Back in May, Hillary Clinton addressed the graduating seniors at Wellesley College and advised them: “Don’t be afraid of your ambition, your dreams, or even your anger.”
Clinton, who at the time was working on her quick, raw, postelection memoir, What Happened, has been heeding that last bit of her own advice. What Happened is 100 percent more candid than anything she has previously expressed in 25 years in national politics. But what makes it unusual and unusually valuable — what sent its early critics into apoplexy even before its publication — is that in it, Hillary Clinton is expressing anger, something she was not free to do during the election, even as her opponents, Bernie Sanders and Donald Trump, were admired for their ability to channel the rage of their supporters.
The question of whether Clinton could or should have found her own mad voice during the campaign hangs over What Happened.

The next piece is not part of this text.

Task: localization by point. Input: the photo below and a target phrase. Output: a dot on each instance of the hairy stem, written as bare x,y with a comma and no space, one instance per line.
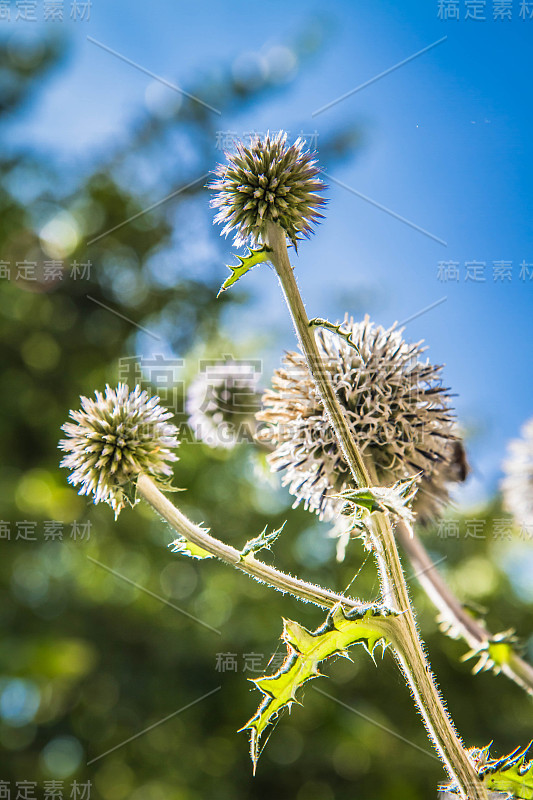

Should she have turned on Donald Trump as he paced behind her at the second debate, she wonders. Could she have found a way to communicate the anger many Americans were feeling? “I couldn’t — and wouldn’t — compete to stoke people’s rage and resentment. I think that’s dangerous … Besides, it’s just not how I’m wired,” she writes, describing the mental diagnostics she was performing as she listened to Trump’s wrathful inauguration, wondering if “maybe that’s why Trump was now delivering the inaugural address.”
But if her failure to win the Electoral College hinged on Clinton’s inability to traffic in rhetorical fury, then the question she raises goes beyond her own wiring. Because she never could have turned around and screamed at Trump, never could have slashed her finger through the air and called for revolution in the style of Bernie Sanders, at least not if she had any hope of winning the presidency. Hillary Clinton is a woman, and there is almost nothing that Americans view as more repellent in women than anger.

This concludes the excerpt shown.